Stoken got his start in futures back in 1959 when he bought a membership on the Chicago Mercantile Exchange. That was before the introduction of the frozen pork belly contract (used to make bacon), a major innovation at the time since it was the first futures contract related to frozen, stored meats.
In 1965, Stoken partnered up with Barry Lind of Lind-Waldock fame, and after gaining a fair share of success, left to write a book about the markets. "Cycles," which was published in 1978 by McGraw-Hill, was named best investment book of the year by Stock Traders Almanac, as was his second book, "Strategic Investment Timing," published by McMillan in 1984, which also received accolades.

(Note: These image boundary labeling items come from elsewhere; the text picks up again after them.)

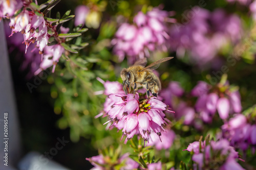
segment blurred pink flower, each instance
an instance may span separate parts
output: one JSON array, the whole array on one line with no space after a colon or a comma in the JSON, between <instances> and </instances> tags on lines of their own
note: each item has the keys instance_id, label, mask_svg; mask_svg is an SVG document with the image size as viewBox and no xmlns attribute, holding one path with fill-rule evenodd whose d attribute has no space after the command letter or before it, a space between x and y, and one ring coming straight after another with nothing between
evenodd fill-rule
<instances>
[{"instance_id":1,"label":"blurred pink flower","mask_svg":"<svg viewBox=\"0 0 256 170\"><path fill-rule=\"evenodd\" d=\"M162 163L161 162L157 163L152 163L147 165L147 169L148 170L161 170Z\"/></svg>"},{"instance_id":2,"label":"blurred pink flower","mask_svg":"<svg viewBox=\"0 0 256 170\"><path fill-rule=\"evenodd\" d=\"M43 60L40 63L39 68L35 72L35 75L52 66L53 66L52 72L54 72L55 66L64 51L64 48L59 44L46 46L42 56Z\"/></svg>"},{"instance_id":3,"label":"blurred pink flower","mask_svg":"<svg viewBox=\"0 0 256 170\"><path fill-rule=\"evenodd\" d=\"M248 117L248 119L251 119ZM256 126L247 121L242 114L237 114L226 122L222 127L222 136L229 141L235 148L245 151L247 149L253 151L256 143Z\"/></svg>"},{"instance_id":4,"label":"blurred pink flower","mask_svg":"<svg viewBox=\"0 0 256 170\"><path fill-rule=\"evenodd\" d=\"M115 169L115 166L121 164L123 165L121 167L118 166L120 170L133 170L137 169L139 167L139 163L133 159L130 158L128 153L125 154L119 158L110 158L109 156L104 156L102 155L93 156L91 158L86 158L94 166L92 170L105 170L106 168L110 169ZM115 163L110 162L110 158L117 159L114 160Z\"/></svg>"},{"instance_id":5,"label":"blurred pink flower","mask_svg":"<svg viewBox=\"0 0 256 170\"><path fill-rule=\"evenodd\" d=\"M121 61L126 56L130 63L136 60L150 56L150 52L159 50L166 51L166 21L170 13L154 8L144 14L139 12L134 17L133 23L123 23L116 33L115 38L111 41L114 45L113 53Z\"/></svg>"},{"instance_id":6,"label":"blurred pink flower","mask_svg":"<svg viewBox=\"0 0 256 170\"><path fill-rule=\"evenodd\" d=\"M234 14L228 14L222 9L210 12L194 7L194 17L185 23L175 23L170 29L169 46L179 57L186 52L191 63L202 67L218 55L227 43L240 39L241 21Z\"/></svg>"},{"instance_id":7,"label":"blurred pink flower","mask_svg":"<svg viewBox=\"0 0 256 170\"><path fill-rule=\"evenodd\" d=\"M244 169L237 162L236 159L239 158L238 152L225 139L217 141L211 140L207 144L205 141L202 142L201 150L199 142L194 142L185 150L194 151L192 160L196 163L194 165L196 167L198 164L200 169L204 167L223 170L230 169L231 167L234 169ZM215 161L215 163L209 163L212 161Z\"/></svg>"},{"instance_id":8,"label":"blurred pink flower","mask_svg":"<svg viewBox=\"0 0 256 170\"><path fill-rule=\"evenodd\" d=\"M230 113L239 113L242 110L238 90L230 91L227 82L224 85L227 86L226 90L221 92L220 89L223 86L220 83L212 86L201 81L191 91L192 95L198 97L195 108L204 122L211 123L216 110L222 119L227 119ZM214 92L210 92L212 91Z\"/></svg>"}]
</instances>

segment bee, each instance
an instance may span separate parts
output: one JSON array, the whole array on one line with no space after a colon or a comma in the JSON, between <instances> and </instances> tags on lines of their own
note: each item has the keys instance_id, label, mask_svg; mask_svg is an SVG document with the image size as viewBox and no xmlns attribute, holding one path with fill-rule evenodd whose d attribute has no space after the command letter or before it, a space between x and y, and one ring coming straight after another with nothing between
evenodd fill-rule
<instances>
[{"instance_id":1,"label":"bee","mask_svg":"<svg viewBox=\"0 0 256 170\"><path fill-rule=\"evenodd\" d=\"M157 97L161 90L161 83L158 77L152 71L158 68L161 63L170 60L173 57L166 57L157 60L145 67L146 60L139 60L134 65L127 68L123 68L120 73L123 80L123 88L126 94L131 92L131 86L133 88L134 96L138 88L143 87L146 90L146 95L150 98L150 91Z\"/></svg>"}]
</instances>

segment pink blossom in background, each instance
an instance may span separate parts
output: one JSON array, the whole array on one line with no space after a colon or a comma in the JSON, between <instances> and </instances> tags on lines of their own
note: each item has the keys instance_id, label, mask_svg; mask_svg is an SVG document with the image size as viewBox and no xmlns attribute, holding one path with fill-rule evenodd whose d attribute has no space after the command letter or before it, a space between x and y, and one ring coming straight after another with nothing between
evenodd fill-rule
<instances>
[{"instance_id":1,"label":"pink blossom in background","mask_svg":"<svg viewBox=\"0 0 256 170\"><path fill-rule=\"evenodd\" d=\"M169 38L166 21L174 22L168 18L172 13L154 8L144 14L139 12L132 23L123 23L116 33L111 43L113 53L122 61L127 56L130 63L149 57L150 52L167 51L166 43Z\"/></svg>"},{"instance_id":2,"label":"pink blossom in background","mask_svg":"<svg viewBox=\"0 0 256 170\"><path fill-rule=\"evenodd\" d=\"M192 160L196 163L195 166L198 165L199 169L207 167L209 169L219 168L222 170L244 169L237 163L238 152L225 139L217 141L210 141L208 144L204 141L201 144L201 150L199 149L199 142L194 142L185 150L194 151ZM213 161L215 163L209 163Z\"/></svg>"},{"instance_id":3,"label":"pink blossom in background","mask_svg":"<svg viewBox=\"0 0 256 170\"><path fill-rule=\"evenodd\" d=\"M237 2L242 5L246 6L248 5L252 1L252 0L226 0L226 1L227 2L230 3L234 3L235 2Z\"/></svg>"},{"instance_id":4,"label":"pink blossom in background","mask_svg":"<svg viewBox=\"0 0 256 170\"><path fill-rule=\"evenodd\" d=\"M104 157L102 155L93 156L91 158L86 158L86 160L90 161L94 166L91 170L104 170L106 168L110 169L115 169L115 166L123 164L122 167L119 167L120 170L133 170L137 169L139 167L139 163L133 159L130 158L128 153L121 156L118 159L115 160L115 163L110 162L109 156Z\"/></svg>"},{"instance_id":5,"label":"pink blossom in background","mask_svg":"<svg viewBox=\"0 0 256 170\"><path fill-rule=\"evenodd\" d=\"M167 150L170 148L175 138L175 133L172 130L166 130L166 132L161 133L160 136L154 132L151 132L147 145L155 145L156 149ZM160 138L161 137L161 138Z\"/></svg>"},{"instance_id":6,"label":"pink blossom in background","mask_svg":"<svg viewBox=\"0 0 256 170\"><path fill-rule=\"evenodd\" d=\"M25 48L22 45L24 41L22 34L15 34L9 37L11 29L5 22L5 32L9 53L15 53L15 59L20 63L20 69L22 71L28 71L26 78L29 79L34 76L34 73L39 67L41 63L41 55L35 45L30 45L25 54Z\"/></svg>"},{"instance_id":7,"label":"pink blossom in background","mask_svg":"<svg viewBox=\"0 0 256 170\"><path fill-rule=\"evenodd\" d=\"M198 96L195 105L196 111L199 113L203 122L211 123L216 111L221 119L226 119L230 114L239 113L242 110L239 92L230 91L227 83L224 85L228 87L222 92L221 88L223 85L220 83L211 86L206 83L199 82L192 89L191 95Z\"/></svg>"},{"instance_id":8,"label":"pink blossom in background","mask_svg":"<svg viewBox=\"0 0 256 170\"><path fill-rule=\"evenodd\" d=\"M228 140L234 148L244 152L247 149L251 149L252 152L253 148L255 150L256 125L249 123L244 115L234 115L221 128L223 137Z\"/></svg>"},{"instance_id":9,"label":"pink blossom in background","mask_svg":"<svg viewBox=\"0 0 256 170\"><path fill-rule=\"evenodd\" d=\"M169 46L178 57L187 53L192 63L203 66L218 55L224 45L241 38L241 21L238 16L222 9L210 12L196 7L191 11L197 12L193 12L190 20L175 23L169 30Z\"/></svg>"},{"instance_id":10,"label":"pink blossom in background","mask_svg":"<svg viewBox=\"0 0 256 170\"><path fill-rule=\"evenodd\" d=\"M147 169L148 170L161 170L162 163L158 162L157 163L151 163L147 165Z\"/></svg>"},{"instance_id":11,"label":"pink blossom in background","mask_svg":"<svg viewBox=\"0 0 256 170\"><path fill-rule=\"evenodd\" d=\"M22 8L23 1L9 0L0 1L0 18L10 17Z\"/></svg>"}]
</instances>

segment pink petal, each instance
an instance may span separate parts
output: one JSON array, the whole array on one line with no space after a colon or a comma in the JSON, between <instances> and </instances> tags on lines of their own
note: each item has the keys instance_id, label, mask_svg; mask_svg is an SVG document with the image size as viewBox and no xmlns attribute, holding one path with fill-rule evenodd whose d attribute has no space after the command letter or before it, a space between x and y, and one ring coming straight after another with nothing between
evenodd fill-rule
<instances>
[{"instance_id":1,"label":"pink petal","mask_svg":"<svg viewBox=\"0 0 256 170\"><path fill-rule=\"evenodd\" d=\"M252 144L256 144L256 125L253 125L251 127L251 141Z\"/></svg>"},{"instance_id":2,"label":"pink petal","mask_svg":"<svg viewBox=\"0 0 256 170\"><path fill-rule=\"evenodd\" d=\"M139 127L144 131L148 130L150 128L150 118L148 115L144 112L139 114L138 116Z\"/></svg>"},{"instance_id":3,"label":"pink petal","mask_svg":"<svg viewBox=\"0 0 256 170\"><path fill-rule=\"evenodd\" d=\"M130 132L138 125L138 116L135 114L131 114L126 118L126 128L123 130L126 130L127 132Z\"/></svg>"},{"instance_id":4,"label":"pink petal","mask_svg":"<svg viewBox=\"0 0 256 170\"><path fill-rule=\"evenodd\" d=\"M207 96L206 108L211 114L213 114L216 111L216 104L218 99L218 95L213 93L209 94Z\"/></svg>"},{"instance_id":5,"label":"pink petal","mask_svg":"<svg viewBox=\"0 0 256 170\"><path fill-rule=\"evenodd\" d=\"M141 11L139 12L133 19L134 22L135 22L139 27L145 25L146 21L146 17Z\"/></svg>"},{"instance_id":6,"label":"pink petal","mask_svg":"<svg viewBox=\"0 0 256 170\"><path fill-rule=\"evenodd\" d=\"M229 107L229 102L227 98L220 98L218 101L217 110L220 117L222 119L226 119L228 117Z\"/></svg>"},{"instance_id":7,"label":"pink petal","mask_svg":"<svg viewBox=\"0 0 256 170\"><path fill-rule=\"evenodd\" d=\"M151 120L157 125L161 126L162 124L164 123L159 113L156 110L150 109L147 113L151 118Z\"/></svg>"}]
</instances>

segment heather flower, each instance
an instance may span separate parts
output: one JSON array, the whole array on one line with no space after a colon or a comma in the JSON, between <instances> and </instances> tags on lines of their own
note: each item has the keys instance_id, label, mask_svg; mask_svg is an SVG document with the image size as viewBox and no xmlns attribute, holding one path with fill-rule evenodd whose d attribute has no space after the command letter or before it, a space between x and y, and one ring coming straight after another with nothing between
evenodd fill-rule
<instances>
[{"instance_id":1,"label":"heather flower","mask_svg":"<svg viewBox=\"0 0 256 170\"><path fill-rule=\"evenodd\" d=\"M125 95L121 91L109 95L103 113L104 116L110 118L107 123L113 122L111 128L115 126L122 130L122 138L126 137L126 143L135 135L140 134L145 141L148 141L152 133L161 137L161 133L166 132L163 128L166 124L165 115L163 111L167 109L167 105L155 97L139 101L138 93L134 98L133 94Z\"/></svg>"},{"instance_id":2,"label":"heather flower","mask_svg":"<svg viewBox=\"0 0 256 170\"><path fill-rule=\"evenodd\" d=\"M23 5L23 1L20 0L0 1L0 18L12 16L16 11L22 8Z\"/></svg>"},{"instance_id":3,"label":"heather flower","mask_svg":"<svg viewBox=\"0 0 256 170\"><path fill-rule=\"evenodd\" d=\"M46 46L44 48L43 60L40 63L39 68L35 72L35 75L52 66L53 66L52 72L54 72L56 65L64 51L64 48L59 44Z\"/></svg>"},{"instance_id":4,"label":"heather flower","mask_svg":"<svg viewBox=\"0 0 256 170\"><path fill-rule=\"evenodd\" d=\"M147 165L147 169L148 170L161 170L162 169L162 163L161 162L158 162L157 163L152 163Z\"/></svg>"},{"instance_id":5,"label":"heather flower","mask_svg":"<svg viewBox=\"0 0 256 170\"><path fill-rule=\"evenodd\" d=\"M15 59L20 63L20 70L28 71L26 78L30 79L34 76L34 73L39 68L41 63L41 55L39 51L34 46L30 46L28 52L25 54L25 48L23 45L20 45L24 41L24 35L22 34L15 34L11 37L9 36L11 33L11 29L6 22L4 23L5 36L8 38L7 41L9 53L15 53Z\"/></svg>"},{"instance_id":6,"label":"heather flower","mask_svg":"<svg viewBox=\"0 0 256 170\"><path fill-rule=\"evenodd\" d=\"M191 90L191 94L198 97L195 105L196 111L204 122L211 123L216 111L222 119L227 119L230 113L241 111L239 92L225 82L224 84L219 83L215 86L199 82Z\"/></svg>"},{"instance_id":7,"label":"heather flower","mask_svg":"<svg viewBox=\"0 0 256 170\"><path fill-rule=\"evenodd\" d=\"M94 166L94 167L91 169L91 170L137 169L139 167L139 163L130 158L129 156L129 155L127 153L122 156L119 155L118 158L115 158L114 156L110 157L110 156L103 156L100 154L91 158L86 158L86 160L90 161Z\"/></svg>"},{"instance_id":8,"label":"heather flower","mask_svg":"<svg viewBox=\"0 0 256 170\"><path fill-rule=\"evenodd\" d=\"M240 39L241 21L238 16L222 9L211 13L196 7L191 11L197 12L194 12L187 23L175 24L170 29L170 47L178 57L183 57L187 52L191 62L205 66L224 45Z\"/></svg>"},{"instance_id":9,"label":"heather flower","mask_svg":"<svg viewBox=\"0 0 256 170\"><path fill-rule=\"evenodd\" d=\"M221 127L223 137L228 140L231 145L244 152L255 148L253 146L256 143L256 126L249 122L252 119L250 116L247 118L242 114L237 114Z\"/></svg>"},{"instance_id":10,"label":"heather flower","mask_svg":"<svg viewBox=\"0 0 256 170\"><path fill-rule=\"evenodd\" d=\"M166 21L174 22L168 18L171 13L157 8L144 14L139 12L132 23L123 23L111 42L113 52L120 61L127 56L130 63L139 58L149 57L150 52L166 51Z\"/></svg>"},{"instance_id":11,"label":"heather flower","mask_svg":"<svg viewBox=\"0 0 256 170\"><path fill-rule=\"evenodd\" d=\"M237 162L236 159L239 158L238 153L229 145L229 142L226 139L202 142L201 149L199 142L194 142L185 150L194 151L192 156L192 160L195 162L194 165L195 167L198 166L200 169L228 170L231 169L231 167L236 169L244 169Z\"/></svg>"}]
</instances>

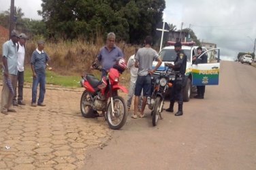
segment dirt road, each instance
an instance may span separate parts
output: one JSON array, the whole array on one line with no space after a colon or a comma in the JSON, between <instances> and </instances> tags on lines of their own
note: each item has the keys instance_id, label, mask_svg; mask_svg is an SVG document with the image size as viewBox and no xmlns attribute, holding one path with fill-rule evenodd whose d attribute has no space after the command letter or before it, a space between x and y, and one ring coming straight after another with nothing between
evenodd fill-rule
<instances>
[{"instance_id":1,"label":"dirt road","mask_svg":"<svg viewBox=\"0 0 256 170\"><path fill-rule=\"evenodd\" d=\"M164 112L156 127L148 110L129 118L82 169L255 169L255 68L223 61L219 86L185 103L183 116Z\"/></svg>"}]
</instances>

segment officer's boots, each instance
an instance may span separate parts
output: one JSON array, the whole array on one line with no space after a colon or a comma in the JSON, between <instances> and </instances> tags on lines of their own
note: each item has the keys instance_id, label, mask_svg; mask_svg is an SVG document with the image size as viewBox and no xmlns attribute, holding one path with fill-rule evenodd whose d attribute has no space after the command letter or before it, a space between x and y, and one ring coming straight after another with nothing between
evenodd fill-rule
<instances>
[{"instance_id":1,"label":"officer's boots","mask_svg":"<svg viewBox=\"0 0 256 170\"><path fill-rule=\"evenodd\" d=\"M173 101L171 101L171 103L170 103L170 107L166 110L166 112L174 112L174 102Z\"/></svg>"},{"instance_id":2,"label":"officer's boots","mask_svg":"<svg viewBox=\"0 0 256 170\"><path fill-rule=\"evenodd\" d=\"M183 114L182 111L182 104L178 104L178 109L177 113L175 114L175 116L182 116Z\"/></svg>"}]
</instances>

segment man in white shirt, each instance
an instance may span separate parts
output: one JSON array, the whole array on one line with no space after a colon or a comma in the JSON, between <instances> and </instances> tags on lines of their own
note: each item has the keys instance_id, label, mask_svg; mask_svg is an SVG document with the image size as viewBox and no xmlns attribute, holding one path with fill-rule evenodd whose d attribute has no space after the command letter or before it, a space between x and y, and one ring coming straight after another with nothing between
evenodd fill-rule
<instances>
[{"instance_id":1,"label":"man in white shirt","mask_svg":"<svg viewBox=\"0 0 256 170\"><path fill-rule=\"evenodd\" d=\"M129 111L130 110L131 101L133 100L133 97L134 95L135 86L135 83L136 83L137 77L138 77L138 69L135 67L135 65L134 65L135 61L135 56L137 53L137 51L138 51L138 48L136 48L135 49L135 54L131 56L127 62L127 68L130 70L130 73L131 73L130 86L129 88L129 94L128 94L128 99L127 99L127 107L128 107ZM141 109L142 104L142 101L140 100L138 109Z\"/></svg>"},{"instance_id":2,"label":"man in white shirt","mask_svg":"<svg viewBox=\"0 0 256 170\"><path fill-rule=\"evenodd\" d=\"M18 103L16 100L17 92L16 89L14 91L14 97L13 99L13 105L25 105L23 100L23 86L24 86L24 61L25 58L25 44L27 36L25 33L20 34L19 40L17 43L18 49Z\"/></svg>"}]
</instances>

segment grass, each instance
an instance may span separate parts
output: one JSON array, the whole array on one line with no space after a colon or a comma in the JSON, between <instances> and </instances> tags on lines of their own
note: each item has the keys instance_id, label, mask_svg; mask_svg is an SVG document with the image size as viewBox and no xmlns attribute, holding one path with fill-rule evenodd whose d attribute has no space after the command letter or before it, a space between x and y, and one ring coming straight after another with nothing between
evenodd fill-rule
<instances>
[{"instance_id":1,"label":"grass","mask_svg":"<svg viewBox=\"0 0 256 170\"><path fill-rule=\"evenodd\" d=\"M33 73L32 70L26 67L25 71L24 79L25 83L31 84L33 82ZM101 73L99 71L93 71L90 73L93 74L97 79L100 79ZM82 73L83 74L83 73ZM81 75L77 74L77 75L63 75L58 73L47 70L46 71L46 84L52 84L63 88L80 88L80 81L81 80ZM129 71L125 71L121 75L121 84L128 88L129 83L130 74ZM2 74L0 74L0 79L2 80Z\"/></svg>"},{"instance_id":2,"label":"grass","mask_svg":"<svg viewBox=\"0 0 256 170\"><path fill-rule=\"evenodd\" d=\"M25 82L33 82L32 70L27 69L25 70L24 79ZM62 87L78 88L80 86L80 75L61 75L53 71L46 71L46 83L48 84L57 85Z\"/></svg>"},{"instance_id":3,"label":"grass","mask_svg":"<svg viewBox=\"0 0 256 170\"><path fill-rule=\"evenodd\" d=\"M0 39L0 44L3 44L7 39ZM29 39L26 44L26 56L25 71L25 83L32 83L32 71L30 68L30 58L33 52L37 48L36 39ZM89 67L95 60L100 48L104 45L103 38L97 41L95 44L81 40L65 41L59 40L57 42L46 41L45 52L47 52L50 60L49 67L52 71L46 71L46 83L67 88L80 87L80 75L84 71L90 73ZM129 56L134 54L135 46L125 44L123 42L116 42L116 46L123 50L124 58L127 61ZM0 56L1 56L2 46L0 46ZM100 72L94 71L91 72L100 78ZM0 78L2 75L1 74ZM130 73L125 71L121 75L121 84L129 86Z\"/></svg>"}]
</instances>

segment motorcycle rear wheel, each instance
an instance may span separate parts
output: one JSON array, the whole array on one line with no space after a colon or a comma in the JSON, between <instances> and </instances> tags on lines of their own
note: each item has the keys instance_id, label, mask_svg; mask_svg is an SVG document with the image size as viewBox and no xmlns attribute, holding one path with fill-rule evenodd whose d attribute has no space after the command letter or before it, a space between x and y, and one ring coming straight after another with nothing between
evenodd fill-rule
<instances>
[{"instance_id":1,"label":"motorcycle rear wheel","mask_svg":"<svg viewBox=\"0 0 256 170\"><path fill-rule=\"evenodd\" d=\"M86 118L94 118L95 116L95 110L91 106L86 103L92 103L91 100L90 94L87 91L84 91L82 95L80 100L80 110L82 116Z\"/></svg>"},{"instance_id":2,"label":"motorcycle rear wheel","mask_svg":"<svg viewBox=\"0 0 256 170\"><path fill-rule=\"evenodd\" d=\"M114 130L120 129L127 118L127 106L125 100L120 96L113 97L114 116L112 114L111 102L107 106L106 119L108 126Z\"/></svg>"},{"instance_id":3,"label":"motorcycle rear wheel","mask_svg":"<svg viewBox=\"0 0 256 170\"><path fill-rule=\"evenodd\" d=\"M155 106L154 106L154 110L152 114L152 124L153 126L157 126L158 119L160 116L160 112L161 112L161 103L162 102L162 100L161 99L160 97L157 97L157 99L155 100Z\"/></svg>"}]
</instances>

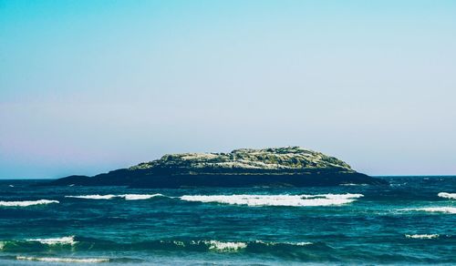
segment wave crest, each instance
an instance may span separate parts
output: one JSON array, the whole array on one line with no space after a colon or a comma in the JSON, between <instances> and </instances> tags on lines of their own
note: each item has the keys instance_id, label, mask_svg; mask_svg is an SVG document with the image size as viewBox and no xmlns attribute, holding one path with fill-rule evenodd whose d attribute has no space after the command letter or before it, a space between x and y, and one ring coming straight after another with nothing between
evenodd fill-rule
<instances>
[{"instance_id":1,"label":"wave crest","mask_svg":"<svg viewBox=\"0 0 456 266\"><path fill-rule=\"evenodd\" d=\"M31 239L26 240L31 242L40 242L45 245L74 245L78 243L78 241L75 241L74 236L51 239Z\"/></svg>"},{"instance_id":2,"label":"wave crest","mask_svg":"<svg viewBox=\"0 0 456 266\"><path fill-rule=\"evenodd\" d=\"M456 193L440 192L437 196L445 199L454 199L456 200Z\"/></svg>"},{"instance_id":3,"label":"wave crest","mask_svg":"<svg viewBox=\"0 0 456 266\"><path fill-rule=\"evenodd\" d=\"M33 205L59 203L58 200L21 200L21 201L0 201L0 207L27 207Z\"/></svg>"},{"instance_id":4,"label":"wave crest","mask_svg":"<svg viewBox=\"0 0 456 266\"><path fill-rule=\"evenodd\" d=\"M184 195L186 201L216 202L247 206L331 206L351 203L362 194L318 194L318 195Z\"/></svg>"},{"instance_id":5,"label":"wave crest","mask_svg":"<svg viewBox=\"0 0 456 266\"><path fill-rule=\"evenodd\" d=\"M123 195L78 195L65 196L65 198L85 199L85 200L112 200L114 198L123 198L126 200L149 200L154 197L164 197L162 194L123 194Z\"/></svg>"},{"instance_id":6,"label":"wave crest","mask_svg":"<svg viewBox=\"0 0 456 266\"><path fill-rule=\"evenodd\" d=\"M443 213L456 213L456 207L428 207L428 208L413 208L402 209L400 210L416 210L416 211L429 211L429 212L443 212Z\"/></svg>"},{"instance_id":7,"label":"wave crest","mask_svg":"<svg viewBox=\"0 0 456 266\"><path fill-rule=\"evenodd\" d=\"M431 240L431 239L438 239L440 235L438 234L415 234L415 235L408 235L406 234L405 237L407 239L419 239L419 240Z\"/></svg>"},{"instance_id":8,"label":"wave crest","mask_svg":"<svg viewBox=\"0 0 456 266\"><path fill-rule=\"evenodd\" d=\"M58 258L58 257L26 257L16 256L18 261L46 261L46 262L76 262L76 263L100 263L109 262L106 258Z\"/></svg>"},{"instance_id":9,"label":"wave crest","mask_svg":"<svg viewBox=\"0 0 456 266\"><path fill-rule=\"evenodd\" d=\"M222 242L217 240L204 241L209 245L209 250L215 250L217 251L236 251L238 250L245 249L247 244L244 242Z\"/></svg>"}]
</instances>

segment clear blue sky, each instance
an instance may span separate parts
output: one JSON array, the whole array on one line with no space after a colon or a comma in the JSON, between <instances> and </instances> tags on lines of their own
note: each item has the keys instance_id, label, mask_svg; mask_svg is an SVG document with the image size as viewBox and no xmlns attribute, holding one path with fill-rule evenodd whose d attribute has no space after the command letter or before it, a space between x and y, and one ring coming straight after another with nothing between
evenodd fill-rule
<instances>
[{"instance_id":1,"label":"clear blue sky","mask_svg":"<svg viewBox=\"0 0 456 266\"><path fill-rule=\"evenodd\" d=\"M456 1L0 0L0 178L303 146L456 174Z\"/></svg>"}]
</instances>

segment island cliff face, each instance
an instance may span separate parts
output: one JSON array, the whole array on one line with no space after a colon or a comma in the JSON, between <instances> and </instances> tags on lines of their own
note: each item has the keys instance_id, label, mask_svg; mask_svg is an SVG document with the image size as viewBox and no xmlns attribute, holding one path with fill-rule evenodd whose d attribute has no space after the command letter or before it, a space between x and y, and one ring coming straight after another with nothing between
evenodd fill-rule
<instances>
[{"instance_id":1,"label":"island cliff face","mask_svg":"<svg viewBox=\"0 0 456 266\"><path fill-rule=\"evenodd\" d=\"M387 182L358 173L334 157L300 147L241 148L230 153L165 155L94 177L69 176L50 185L134 188L308 187Z\"/></svg>"}]
</instances>

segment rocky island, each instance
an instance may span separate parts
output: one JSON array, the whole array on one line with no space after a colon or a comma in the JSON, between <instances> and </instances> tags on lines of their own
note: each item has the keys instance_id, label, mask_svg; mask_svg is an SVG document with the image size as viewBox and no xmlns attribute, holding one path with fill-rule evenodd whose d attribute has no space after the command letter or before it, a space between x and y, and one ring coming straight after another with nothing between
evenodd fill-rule
<instances>
[{"instance_id":1,"label":"rocky island","mask_svg":"<svg viewBox=\"0 0 456 266\"><path fill-rule=\"evenodd\" d=\"M309 187L387 182L358 173L346 162L300 147L240 148L230 153L171 154L129 169L69 176L48 185L133 188Z\"/></svg>"}]
</instances>

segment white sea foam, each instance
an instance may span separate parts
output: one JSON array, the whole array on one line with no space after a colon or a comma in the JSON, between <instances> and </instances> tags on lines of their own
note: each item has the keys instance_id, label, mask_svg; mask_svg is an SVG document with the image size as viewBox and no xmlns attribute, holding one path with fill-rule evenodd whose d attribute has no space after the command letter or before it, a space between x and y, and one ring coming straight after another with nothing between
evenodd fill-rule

It was in 1984 that Stoken started up Neims-Stoken Partnership, the predecessor to Strategic Investments which has been registered as a commodity trading advisor since 1990. To provide some perspective, at that time there was only $10.5 billion invested in managed futures versus $67 billion invested in hedge funds. As of the end of 2007 there is an estimated $205.3 billion in managed futures.
Strategic Investments track record starts in July of 1992 and reflects an annualized return of 14.05% through April 2008. There aren't that many CTA performance records of over 15 years of length, since many "hot traders" come and go. Moreover, there are even fewer who can claim consistent positive returns with a -0.08 correlation to the S&P 500, and negative returns in only three of those fifteen years (1994, 1997 and 2001).
Asked the question about present-day volatility in the commodity markets, Stoken said "it has a lot of similarities with 1972, 1973 and 1974. That was the last time that you had these kind of moves in commodities, but we didn't have as many contracts such as energies then either."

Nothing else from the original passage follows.